Uptime improvements and monitoring
I helped increase the uptime of various environments.
Uptime is a bit of a touchy subject. On one end, people seem to obsess over having zero downtime and make development much harder than it should be (though this is understandable for certain services), on the other people don't necessarily care as long as it doesn't impact themselves personally.

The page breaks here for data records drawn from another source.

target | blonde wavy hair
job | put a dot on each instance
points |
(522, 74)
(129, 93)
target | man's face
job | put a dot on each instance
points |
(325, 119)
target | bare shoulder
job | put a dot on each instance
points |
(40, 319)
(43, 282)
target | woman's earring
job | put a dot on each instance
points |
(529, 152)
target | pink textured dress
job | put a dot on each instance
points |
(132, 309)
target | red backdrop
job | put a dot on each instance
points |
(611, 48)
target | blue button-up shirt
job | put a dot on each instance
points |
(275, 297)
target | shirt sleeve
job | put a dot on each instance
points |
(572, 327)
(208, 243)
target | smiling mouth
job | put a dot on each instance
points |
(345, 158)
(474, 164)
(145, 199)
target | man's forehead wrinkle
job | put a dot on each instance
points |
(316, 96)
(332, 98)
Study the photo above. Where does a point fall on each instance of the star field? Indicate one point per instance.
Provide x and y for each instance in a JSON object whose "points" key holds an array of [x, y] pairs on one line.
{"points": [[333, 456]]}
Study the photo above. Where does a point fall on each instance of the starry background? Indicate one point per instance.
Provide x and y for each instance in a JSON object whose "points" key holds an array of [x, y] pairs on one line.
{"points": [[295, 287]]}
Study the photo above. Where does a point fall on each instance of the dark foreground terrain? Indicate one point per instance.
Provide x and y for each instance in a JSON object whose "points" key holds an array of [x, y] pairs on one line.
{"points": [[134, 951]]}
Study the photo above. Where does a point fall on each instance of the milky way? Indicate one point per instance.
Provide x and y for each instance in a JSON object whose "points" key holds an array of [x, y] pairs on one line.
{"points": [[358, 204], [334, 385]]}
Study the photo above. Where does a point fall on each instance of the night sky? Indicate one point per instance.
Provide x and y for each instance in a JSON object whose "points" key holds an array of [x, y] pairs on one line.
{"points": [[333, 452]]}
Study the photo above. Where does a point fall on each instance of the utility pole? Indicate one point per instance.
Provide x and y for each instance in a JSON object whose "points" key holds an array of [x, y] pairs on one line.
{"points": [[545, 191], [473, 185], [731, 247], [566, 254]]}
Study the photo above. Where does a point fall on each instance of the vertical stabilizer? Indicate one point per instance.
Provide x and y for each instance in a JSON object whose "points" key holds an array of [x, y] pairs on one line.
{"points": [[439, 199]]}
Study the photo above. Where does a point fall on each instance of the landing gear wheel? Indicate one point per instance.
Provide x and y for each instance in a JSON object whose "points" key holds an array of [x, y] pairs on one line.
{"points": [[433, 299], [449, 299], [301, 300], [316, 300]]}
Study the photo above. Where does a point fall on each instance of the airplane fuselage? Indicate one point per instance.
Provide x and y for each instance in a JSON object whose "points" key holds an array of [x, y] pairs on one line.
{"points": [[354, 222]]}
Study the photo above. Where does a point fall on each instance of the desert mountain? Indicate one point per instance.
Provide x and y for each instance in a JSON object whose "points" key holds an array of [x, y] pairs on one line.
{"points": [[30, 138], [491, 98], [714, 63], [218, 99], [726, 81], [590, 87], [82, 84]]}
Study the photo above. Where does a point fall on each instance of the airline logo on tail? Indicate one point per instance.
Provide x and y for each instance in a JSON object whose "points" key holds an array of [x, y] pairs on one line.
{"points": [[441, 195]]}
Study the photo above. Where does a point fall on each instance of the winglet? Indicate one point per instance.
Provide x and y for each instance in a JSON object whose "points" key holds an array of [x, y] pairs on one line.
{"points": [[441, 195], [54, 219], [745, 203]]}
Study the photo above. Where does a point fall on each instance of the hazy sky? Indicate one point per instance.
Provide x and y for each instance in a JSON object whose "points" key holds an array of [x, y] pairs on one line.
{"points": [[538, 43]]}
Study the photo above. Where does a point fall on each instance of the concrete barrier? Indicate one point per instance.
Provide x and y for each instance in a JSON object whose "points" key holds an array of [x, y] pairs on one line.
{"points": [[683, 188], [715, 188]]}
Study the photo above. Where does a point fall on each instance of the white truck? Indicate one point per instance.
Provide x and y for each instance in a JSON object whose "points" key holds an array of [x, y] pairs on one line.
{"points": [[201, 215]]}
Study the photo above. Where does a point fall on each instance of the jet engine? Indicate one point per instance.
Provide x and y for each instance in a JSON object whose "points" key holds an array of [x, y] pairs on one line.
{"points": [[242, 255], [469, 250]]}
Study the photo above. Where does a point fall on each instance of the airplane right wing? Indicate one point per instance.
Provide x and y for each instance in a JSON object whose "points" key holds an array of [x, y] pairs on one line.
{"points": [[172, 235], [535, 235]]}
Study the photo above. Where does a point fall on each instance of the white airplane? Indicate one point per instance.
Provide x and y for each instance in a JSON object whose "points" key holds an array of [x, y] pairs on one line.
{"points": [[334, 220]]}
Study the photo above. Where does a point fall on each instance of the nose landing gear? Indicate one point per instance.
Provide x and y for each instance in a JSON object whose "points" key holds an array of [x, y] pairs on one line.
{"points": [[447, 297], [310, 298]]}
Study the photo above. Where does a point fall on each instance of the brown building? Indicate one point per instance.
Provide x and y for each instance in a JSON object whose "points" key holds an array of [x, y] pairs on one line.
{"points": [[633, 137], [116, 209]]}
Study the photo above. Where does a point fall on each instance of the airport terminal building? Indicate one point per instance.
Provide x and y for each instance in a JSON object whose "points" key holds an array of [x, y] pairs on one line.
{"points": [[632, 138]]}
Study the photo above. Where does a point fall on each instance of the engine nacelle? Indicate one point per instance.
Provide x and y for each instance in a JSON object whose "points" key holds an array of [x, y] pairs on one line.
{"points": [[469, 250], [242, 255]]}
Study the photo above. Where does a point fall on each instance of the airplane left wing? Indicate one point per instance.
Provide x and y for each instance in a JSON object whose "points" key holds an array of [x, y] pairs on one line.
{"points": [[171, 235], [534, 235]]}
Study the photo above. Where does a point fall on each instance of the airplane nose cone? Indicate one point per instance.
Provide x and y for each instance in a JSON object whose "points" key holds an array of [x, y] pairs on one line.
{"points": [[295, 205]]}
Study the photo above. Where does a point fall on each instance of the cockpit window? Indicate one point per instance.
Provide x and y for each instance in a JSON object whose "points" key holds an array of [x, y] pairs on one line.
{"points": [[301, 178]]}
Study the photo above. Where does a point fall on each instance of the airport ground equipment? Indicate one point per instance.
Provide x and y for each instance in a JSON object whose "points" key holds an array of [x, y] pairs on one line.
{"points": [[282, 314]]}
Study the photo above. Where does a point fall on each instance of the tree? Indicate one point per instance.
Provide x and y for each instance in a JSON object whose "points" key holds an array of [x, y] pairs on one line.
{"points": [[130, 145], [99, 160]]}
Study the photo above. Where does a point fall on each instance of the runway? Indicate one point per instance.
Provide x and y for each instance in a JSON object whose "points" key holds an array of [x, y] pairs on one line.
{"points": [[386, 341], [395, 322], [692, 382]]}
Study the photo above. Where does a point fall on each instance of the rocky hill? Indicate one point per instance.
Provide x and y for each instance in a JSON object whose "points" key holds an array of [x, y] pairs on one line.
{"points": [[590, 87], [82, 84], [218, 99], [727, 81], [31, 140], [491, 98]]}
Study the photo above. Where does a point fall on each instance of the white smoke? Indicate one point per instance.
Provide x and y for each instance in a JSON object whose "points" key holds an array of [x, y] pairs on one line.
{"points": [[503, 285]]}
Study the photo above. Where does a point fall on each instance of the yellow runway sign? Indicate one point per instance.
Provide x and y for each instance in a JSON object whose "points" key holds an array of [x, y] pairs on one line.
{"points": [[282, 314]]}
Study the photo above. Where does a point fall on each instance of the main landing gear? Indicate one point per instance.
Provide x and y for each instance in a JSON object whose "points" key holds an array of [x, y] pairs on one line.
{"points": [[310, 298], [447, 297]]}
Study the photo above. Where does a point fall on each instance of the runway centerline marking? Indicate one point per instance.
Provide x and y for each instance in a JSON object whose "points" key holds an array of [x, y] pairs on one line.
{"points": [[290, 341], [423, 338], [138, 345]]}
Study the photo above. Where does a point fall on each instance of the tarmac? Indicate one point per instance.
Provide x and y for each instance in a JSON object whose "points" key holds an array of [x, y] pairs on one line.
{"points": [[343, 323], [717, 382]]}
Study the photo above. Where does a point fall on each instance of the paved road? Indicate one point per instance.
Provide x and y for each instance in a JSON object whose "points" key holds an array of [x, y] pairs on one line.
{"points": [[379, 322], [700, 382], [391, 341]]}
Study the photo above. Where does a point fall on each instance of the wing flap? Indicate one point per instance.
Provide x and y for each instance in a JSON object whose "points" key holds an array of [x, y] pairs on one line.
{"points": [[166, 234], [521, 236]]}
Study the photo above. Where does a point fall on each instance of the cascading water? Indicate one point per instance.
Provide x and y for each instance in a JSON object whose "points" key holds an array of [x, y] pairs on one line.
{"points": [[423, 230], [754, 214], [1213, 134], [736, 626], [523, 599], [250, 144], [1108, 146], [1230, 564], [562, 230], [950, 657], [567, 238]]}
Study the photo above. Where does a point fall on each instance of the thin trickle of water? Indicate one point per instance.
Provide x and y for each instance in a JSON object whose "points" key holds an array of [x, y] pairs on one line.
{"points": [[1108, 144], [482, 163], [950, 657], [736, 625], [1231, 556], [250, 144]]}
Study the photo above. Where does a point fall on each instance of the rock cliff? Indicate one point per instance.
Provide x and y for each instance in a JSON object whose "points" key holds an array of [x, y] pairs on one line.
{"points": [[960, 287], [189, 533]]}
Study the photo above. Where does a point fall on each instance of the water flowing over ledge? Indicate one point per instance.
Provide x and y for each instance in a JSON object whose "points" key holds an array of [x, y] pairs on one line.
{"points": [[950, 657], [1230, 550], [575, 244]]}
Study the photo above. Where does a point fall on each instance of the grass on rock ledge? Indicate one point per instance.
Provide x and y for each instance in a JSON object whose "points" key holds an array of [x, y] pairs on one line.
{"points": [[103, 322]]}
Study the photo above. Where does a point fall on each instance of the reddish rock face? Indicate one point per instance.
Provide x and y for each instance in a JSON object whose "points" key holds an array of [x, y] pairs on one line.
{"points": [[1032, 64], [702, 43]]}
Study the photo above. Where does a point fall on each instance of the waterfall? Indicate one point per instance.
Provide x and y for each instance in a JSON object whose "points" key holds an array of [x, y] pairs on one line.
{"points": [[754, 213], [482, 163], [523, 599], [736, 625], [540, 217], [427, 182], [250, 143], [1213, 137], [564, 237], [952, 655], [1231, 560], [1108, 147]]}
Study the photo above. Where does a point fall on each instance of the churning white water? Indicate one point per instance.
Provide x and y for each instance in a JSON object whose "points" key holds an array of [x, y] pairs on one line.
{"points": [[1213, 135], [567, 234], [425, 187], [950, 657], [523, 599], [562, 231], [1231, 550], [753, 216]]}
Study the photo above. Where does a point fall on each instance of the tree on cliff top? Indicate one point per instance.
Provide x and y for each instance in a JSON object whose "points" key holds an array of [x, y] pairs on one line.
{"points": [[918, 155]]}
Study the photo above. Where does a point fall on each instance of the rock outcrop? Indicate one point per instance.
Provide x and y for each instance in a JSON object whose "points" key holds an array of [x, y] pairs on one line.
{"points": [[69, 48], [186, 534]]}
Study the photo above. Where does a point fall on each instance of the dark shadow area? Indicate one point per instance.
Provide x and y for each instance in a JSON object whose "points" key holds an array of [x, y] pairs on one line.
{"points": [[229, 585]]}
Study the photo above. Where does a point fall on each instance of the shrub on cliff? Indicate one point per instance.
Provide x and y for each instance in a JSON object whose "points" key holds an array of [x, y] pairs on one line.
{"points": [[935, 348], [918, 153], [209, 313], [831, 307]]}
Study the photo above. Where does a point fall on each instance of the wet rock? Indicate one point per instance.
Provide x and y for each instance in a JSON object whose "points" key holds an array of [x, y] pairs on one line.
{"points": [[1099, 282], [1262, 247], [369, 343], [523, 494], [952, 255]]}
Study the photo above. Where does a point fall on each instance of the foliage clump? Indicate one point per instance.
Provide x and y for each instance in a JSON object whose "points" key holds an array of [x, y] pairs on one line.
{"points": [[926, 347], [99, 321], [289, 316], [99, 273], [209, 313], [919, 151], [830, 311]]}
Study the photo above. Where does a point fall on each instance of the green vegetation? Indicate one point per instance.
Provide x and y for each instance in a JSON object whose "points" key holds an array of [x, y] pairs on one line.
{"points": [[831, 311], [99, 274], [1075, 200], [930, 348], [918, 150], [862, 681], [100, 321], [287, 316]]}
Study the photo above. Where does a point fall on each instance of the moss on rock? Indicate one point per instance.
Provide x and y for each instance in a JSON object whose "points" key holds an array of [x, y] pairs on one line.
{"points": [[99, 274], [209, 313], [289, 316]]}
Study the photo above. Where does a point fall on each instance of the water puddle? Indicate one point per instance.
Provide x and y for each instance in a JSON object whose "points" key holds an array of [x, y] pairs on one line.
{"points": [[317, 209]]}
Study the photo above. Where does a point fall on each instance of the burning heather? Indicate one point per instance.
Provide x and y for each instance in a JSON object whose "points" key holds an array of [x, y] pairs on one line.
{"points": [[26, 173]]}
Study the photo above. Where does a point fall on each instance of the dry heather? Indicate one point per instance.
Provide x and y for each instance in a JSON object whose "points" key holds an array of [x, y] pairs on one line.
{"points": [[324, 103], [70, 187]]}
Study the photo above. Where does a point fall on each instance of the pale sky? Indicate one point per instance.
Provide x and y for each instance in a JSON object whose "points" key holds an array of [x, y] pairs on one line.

In my mind, doing all of the "easy" things to achieve good uptime is a no-brainer, even in regards to something like development, testing and staging environments - after all, you should make sure that QA have a pleasant experience as well.
What I did
After introducing containers to many of the projects in the org, I also added uptime checks within the containers themselves, so that they'd know that they might need to restart and report failure in case of applications crashing in the containers. Sometimes you encounter such setups, such as when you have Tomcat running inside of the container process, but the application inside of it can stop working without Tomcat itself going down.
However, I felt like external monitoring is also necessary. Well, even on-prem you can have a server or some resources within your cluster set aside for monitoring whether all of your services are up, especially when you have dozens of those. For this, I implemented Uptime Kuma, a really nice self-hosted status page. I also integrated it with Slack so that we'd get timely notifications about any issues, as well as reminders about TLS certificate expiry.
What I learnt
To me, this project was fully worth it. Uptime for even development environments went well above 99%, QA never needed to be the first ones to bring the bad news about something going down to the developers, TLS expiry could no longer sneak up to anyone and people could just deploy things with the confidence that they'll be notified of issues should any arise, as opposed to having to babysit Tomcat or similar solutions themselves.